- Flag of the Imam Bukhari Battalion
- Founder: Salahadin al-Uzbeki
- Leaders: Salahadin al-Uzbeki † (2017) Abu Yusuf al-Muhajir (2017-present)
- Dates active: 2012 – present
- Allegiance: Afghan Taliban (claimed by the group since 2017, denied by the Taliban)
- Ideology: Islamism Salafi jihadism Turkestani-Nationalism
- Size: 500-1000
- Part of: Army of Conquest Taliban (denied by the Taliban)
- Wars: Syrian Civil War Siege of Abu al-Duhur Airbase; Siege of Al-Fu'ah-Kafriya (2015); Battle of Aleppo; Northwestern Syria offensive (April–June 2015); 2016 Latakia offensive; 2024 Syrian opposition offensives Fall of Damascus (2024); ; War in Afghanistan (2001–2021) Taliban insurgency; 2021 Taliban offensive Fall of Kabul (2021); ; Islamic State–Taliban conflict Republican insurgency in Afghanistan

= Imam Bukhari Jamaat =

Islamist Salafi group

The Imam Bukhari Jamaat (Imom Buxoriy Katibasi, also Katibat Imam al Bukhari) is a Jihadist group composed of primarily Uzbeks and formed in Afghanistan, having fought in both the War in Afghanistan and Syrian Civil War, as well expressing loyalty to the Taliban movement.
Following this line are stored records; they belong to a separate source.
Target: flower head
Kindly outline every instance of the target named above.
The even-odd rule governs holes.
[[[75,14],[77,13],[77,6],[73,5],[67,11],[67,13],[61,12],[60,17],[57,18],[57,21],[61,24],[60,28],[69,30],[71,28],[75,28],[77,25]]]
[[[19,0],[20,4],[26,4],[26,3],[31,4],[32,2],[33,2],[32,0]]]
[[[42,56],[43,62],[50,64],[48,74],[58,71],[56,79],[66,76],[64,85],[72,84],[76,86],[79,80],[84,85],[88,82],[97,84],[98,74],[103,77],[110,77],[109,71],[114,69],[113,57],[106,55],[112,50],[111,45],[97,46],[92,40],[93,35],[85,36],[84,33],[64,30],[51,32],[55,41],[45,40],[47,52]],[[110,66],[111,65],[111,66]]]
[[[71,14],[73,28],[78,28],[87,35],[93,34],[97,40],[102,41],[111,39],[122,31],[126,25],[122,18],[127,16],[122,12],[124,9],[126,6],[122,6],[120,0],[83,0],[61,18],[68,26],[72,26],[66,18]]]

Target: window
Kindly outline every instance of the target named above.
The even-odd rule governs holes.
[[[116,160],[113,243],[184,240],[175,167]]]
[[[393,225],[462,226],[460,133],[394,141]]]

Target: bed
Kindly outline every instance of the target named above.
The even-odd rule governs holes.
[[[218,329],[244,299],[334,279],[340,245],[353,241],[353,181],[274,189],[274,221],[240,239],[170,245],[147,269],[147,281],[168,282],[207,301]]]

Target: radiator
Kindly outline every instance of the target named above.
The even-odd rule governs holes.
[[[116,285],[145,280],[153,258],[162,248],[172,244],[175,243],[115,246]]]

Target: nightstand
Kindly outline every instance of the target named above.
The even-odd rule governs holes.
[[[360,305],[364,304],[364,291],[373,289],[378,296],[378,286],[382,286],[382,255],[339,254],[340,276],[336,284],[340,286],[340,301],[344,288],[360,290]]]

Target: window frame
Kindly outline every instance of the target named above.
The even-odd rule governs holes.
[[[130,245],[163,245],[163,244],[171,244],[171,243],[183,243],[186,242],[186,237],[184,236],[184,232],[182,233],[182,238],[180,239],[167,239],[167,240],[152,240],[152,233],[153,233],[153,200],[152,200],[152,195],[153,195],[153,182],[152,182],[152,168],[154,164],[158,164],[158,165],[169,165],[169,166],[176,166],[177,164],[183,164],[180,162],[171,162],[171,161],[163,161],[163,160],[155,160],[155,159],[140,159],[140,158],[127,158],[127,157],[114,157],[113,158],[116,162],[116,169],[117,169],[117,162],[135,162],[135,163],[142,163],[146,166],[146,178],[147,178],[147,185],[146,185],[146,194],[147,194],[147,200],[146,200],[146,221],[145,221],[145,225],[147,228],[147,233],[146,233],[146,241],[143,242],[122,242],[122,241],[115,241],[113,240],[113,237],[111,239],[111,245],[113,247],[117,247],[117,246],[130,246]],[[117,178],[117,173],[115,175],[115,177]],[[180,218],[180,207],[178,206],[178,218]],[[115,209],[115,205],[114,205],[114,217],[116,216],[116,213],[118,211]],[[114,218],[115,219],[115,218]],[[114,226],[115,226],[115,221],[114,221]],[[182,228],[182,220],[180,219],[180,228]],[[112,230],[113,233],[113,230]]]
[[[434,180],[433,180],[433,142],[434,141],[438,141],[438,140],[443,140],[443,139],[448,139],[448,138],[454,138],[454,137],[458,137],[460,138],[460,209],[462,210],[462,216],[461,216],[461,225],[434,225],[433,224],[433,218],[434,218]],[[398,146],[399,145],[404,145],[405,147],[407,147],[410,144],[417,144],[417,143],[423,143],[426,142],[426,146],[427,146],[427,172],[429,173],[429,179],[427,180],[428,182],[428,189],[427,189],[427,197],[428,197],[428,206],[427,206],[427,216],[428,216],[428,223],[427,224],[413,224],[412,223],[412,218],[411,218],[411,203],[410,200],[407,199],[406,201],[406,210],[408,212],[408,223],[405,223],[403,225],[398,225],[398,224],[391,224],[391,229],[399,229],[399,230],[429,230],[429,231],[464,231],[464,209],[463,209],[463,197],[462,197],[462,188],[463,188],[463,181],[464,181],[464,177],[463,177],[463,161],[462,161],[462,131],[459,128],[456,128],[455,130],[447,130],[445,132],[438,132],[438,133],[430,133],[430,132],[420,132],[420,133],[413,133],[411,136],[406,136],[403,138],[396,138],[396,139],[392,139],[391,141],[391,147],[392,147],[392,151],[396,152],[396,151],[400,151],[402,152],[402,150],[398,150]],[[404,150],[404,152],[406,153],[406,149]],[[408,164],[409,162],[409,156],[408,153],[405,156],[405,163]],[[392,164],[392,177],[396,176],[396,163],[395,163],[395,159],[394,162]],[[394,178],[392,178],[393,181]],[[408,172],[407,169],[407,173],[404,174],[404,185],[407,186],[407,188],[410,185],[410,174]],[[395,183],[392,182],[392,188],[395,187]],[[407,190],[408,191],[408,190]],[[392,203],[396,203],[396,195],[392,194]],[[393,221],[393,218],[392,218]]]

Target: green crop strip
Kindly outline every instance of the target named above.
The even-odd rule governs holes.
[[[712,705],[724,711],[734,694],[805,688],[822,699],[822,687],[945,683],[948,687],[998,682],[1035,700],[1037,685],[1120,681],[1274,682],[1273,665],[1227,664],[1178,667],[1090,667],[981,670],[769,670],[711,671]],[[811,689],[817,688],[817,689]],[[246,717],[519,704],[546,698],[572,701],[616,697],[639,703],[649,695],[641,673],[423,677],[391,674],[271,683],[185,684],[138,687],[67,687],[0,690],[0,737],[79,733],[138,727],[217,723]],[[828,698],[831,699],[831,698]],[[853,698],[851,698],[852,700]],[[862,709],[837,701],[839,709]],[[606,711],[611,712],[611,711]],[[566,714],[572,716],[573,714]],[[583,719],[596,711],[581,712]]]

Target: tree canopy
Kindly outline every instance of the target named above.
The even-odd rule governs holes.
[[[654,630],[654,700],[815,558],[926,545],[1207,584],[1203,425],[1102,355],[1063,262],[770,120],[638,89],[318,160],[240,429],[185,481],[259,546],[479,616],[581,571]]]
The group originally operated only in Syria, where it is allied with other jihadist organisations such as al-Nusra Front and Ahrar ash-Sham, and alongside these other groups it makes up the Army of Conquest, which overran much of Idlib province in north Syria in 2015. Since late 2016, the group has also began to fight against Afghan National Security Forces, and has claimed to have set up training camps in northern Afghanistan.

It is likely that some members of the Syrian branch, have become part of the Syrian transitional government's new 84th Division.
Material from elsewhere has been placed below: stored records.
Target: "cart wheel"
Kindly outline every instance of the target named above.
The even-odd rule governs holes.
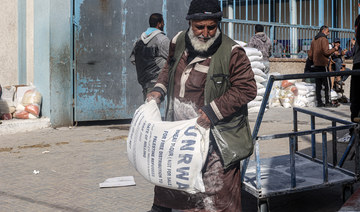
[[[259,201],[258,212],[269,212],[269,203],[267,200]]]
[[[354,190],[352,185],[343,186],[343,190],[342,190],[343,202],[346,202],[346,200],[348,200],[353,193]]]

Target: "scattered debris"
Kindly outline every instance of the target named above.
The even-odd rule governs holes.
[[[59,146],[59,145],[64,145],[64,144],[69,144],[69,142],[64,141],[64,142],[58,142],[58,143],[56,143],[57,146]]]
[[[105,142],[105,140],[83,140],[83,143],[96,143],[96,142]]]
[[[50,144],[35,144],[29,146],[18,146],[19,149],[27,149],[27,148],[45,148],[50,147]]]
[[[83,140],[83,143],[97,143],[97,142],[105,142],[105,141],[116,141],[116,140],[127,140],[127,136],[115,136],[111,138],[106,138],[104,140]]]
[[[36,175],[36,174],[39,174],[39,173],[40,173],[40,171],[38,171],[38,170],[34,170],[34,171],[33,171],[33,173]]]
[[[339,143],[349,143],[351,138],[351,135],[349,133],[346,133],[343,137],[337,139],[337,142]]]
[[[133,176],[108,178],[104,182],[99,183],[100,188],[134,186],[134,185],[136,185],[136,184],[135,184],[135,180],[134,180]]]
[[[11,152],[11,150],[13,150],[12,147],[0,148],[0,152]]]
[[[46,154],[46,153],[49,153],[50,151],[43,151],[42,154]]]

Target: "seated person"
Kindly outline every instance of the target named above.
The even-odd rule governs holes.
[[[343,64],[343,60],[342,57],[347,53],[347,50],[342,50],[342,48],[340,47],[340,39],[339,38],[335,38],[334,39],[334,43],[333,43],[333,47],[338,46],[339,50],[335,51],[332,55],[331,55],[331,70],[333,71],[343,71],[345,70],[345,65]],[[350,69],[349,69],[350,70]],[[336,81],[339,81],[341,84],[343,84],[343,81],[345,81],[348,76],[342,76],[342,77],[336,77]]]

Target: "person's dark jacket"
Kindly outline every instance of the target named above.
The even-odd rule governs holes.
[[[149,28],[136,41],[130,61],[136,66],[138,82],[143,88],[147,88],[150,82],[156,82],[166,63],[169,44],[169,38],[156,28]]]
[[[335,48],[329,49],[329,41],[324,33],[319,33],[311,42],[308,52],[309,59],[314,62],[314,66],[327,66],[329,56],[334,53]]]

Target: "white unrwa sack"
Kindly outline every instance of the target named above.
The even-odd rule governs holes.
[[[248,57],[250,56],[258,56],[258,57],[262,57],[262,53],[261,51],[257,50],[256,48],[252,48],[252,47],[244,47],[245,53]],[[251,60],[250,60],[251,61]]]
[[[265,65],[262,62],[259,61],[253,61],[251,62],[251,68],[258,68],[260,70],[264,70],[265,69]]]
[[[264,79],[267,79],[267,75],[263,71],[261,71],[260,69],[252,68],[252,70],[253,70],[255,75],[258,75],[258,76],[260,76],[260,77],[262,77]]]
[[[263,60],[263,56],[257,56],[257,55],[248,56],[248,58],[249,58],[250,62]]]
[[[127,140],[128,159],[149,182],[189,193],[204,192],[201,169],[209,149],[209,130],[197,118],[161,121],[154,100],[134,114]]]
[[[247,45],[247,43],[245,43],[244,41],[241,40],[234,40],[236,43],[238,43],[241,47],[245,47]]]
[[[254,79],[255,79],[255,81],[258,82],[258,83],[262,83],[262,82],[265,82],[265,81],[266,81],[266,79],[265,79],[264,77],[261,77],[261,76],[259,76],[259,75],[254,75]]]

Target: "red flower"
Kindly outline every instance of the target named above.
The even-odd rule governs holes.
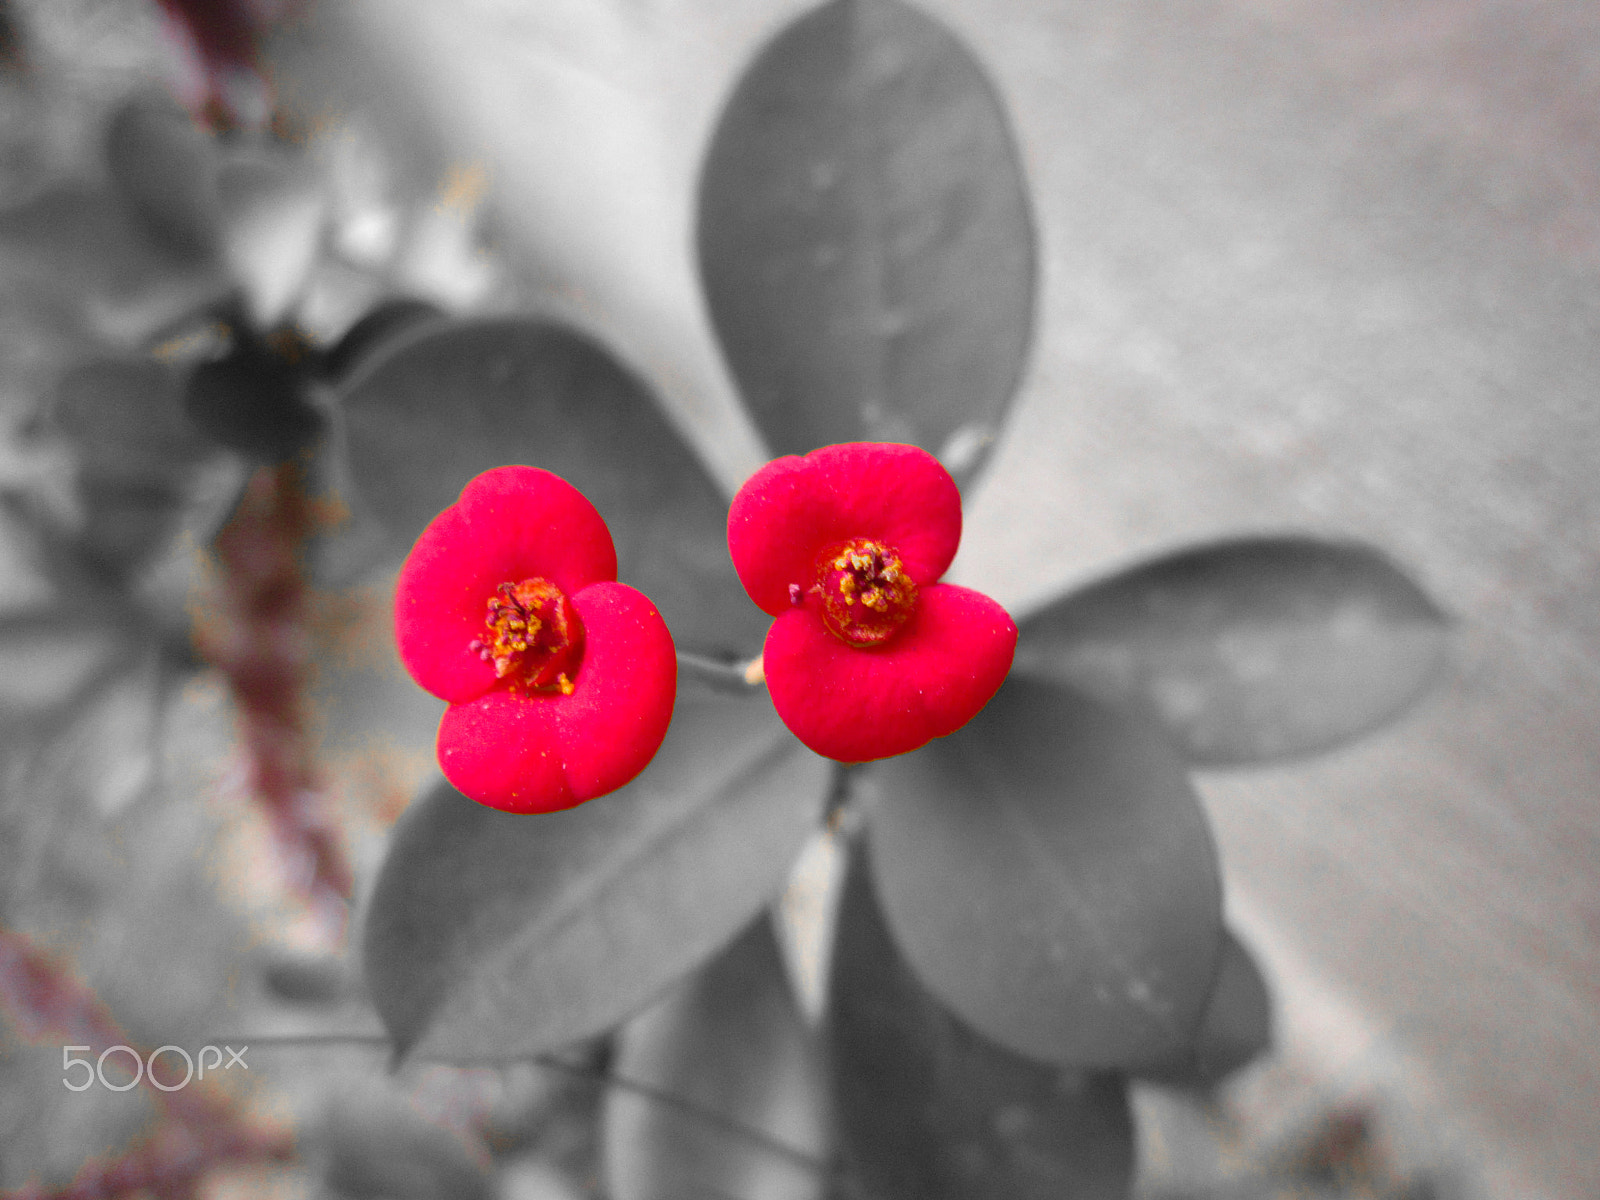
[[[395,636],[439,723],[445,778],[480,804],[554,812],[615,791],[672,720],[677,654],[655,605],[615,582],[594,505],[535,467],[498,467],[422,531]]]
[[[728,549],[778,619],[763,666],[783,723],[818,754],[865,762],[954,733],[1016,649],[1005,609],[939,583],[961,495],[915,446],[851,442],[779,458],[739,489]]]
The group is named after Imam Bukhari, a 9th-century Islamic scholar who was from Bukhara in modern-day Uzbekistan.

==Leadership==
The group was led by an individual known as Sheikh Salahuddin, before his assassination in Idlib Governorate.

== Activity ==
KIB has been operating in Syria and Afghanistan since at least 2015. In Syria, the group supported Al-Nusra Front and in Afghanistan the group supported the Taliban for their conquest to take over Afghanistan. The origins of the group lie in Islamic Movement of Uzbekistan.

==Organization==
The Syrian and Afghan branches of KIB have sworn allegiance to Mullah Akhundzada of the Taliban in 2017. The group was also suspected to have supported the Taliban during the Taliban offensive in 2021.

=== Syrian transitional government ===
Following the fall of the Assad regime, the formation of the Syrian transitional government, and the integration of foreign jihadist fighters into the 84th Division, it is likely that members of Imam Bukhari Jamaat were also incorporated into the division, according to the FDD's Long War Journal.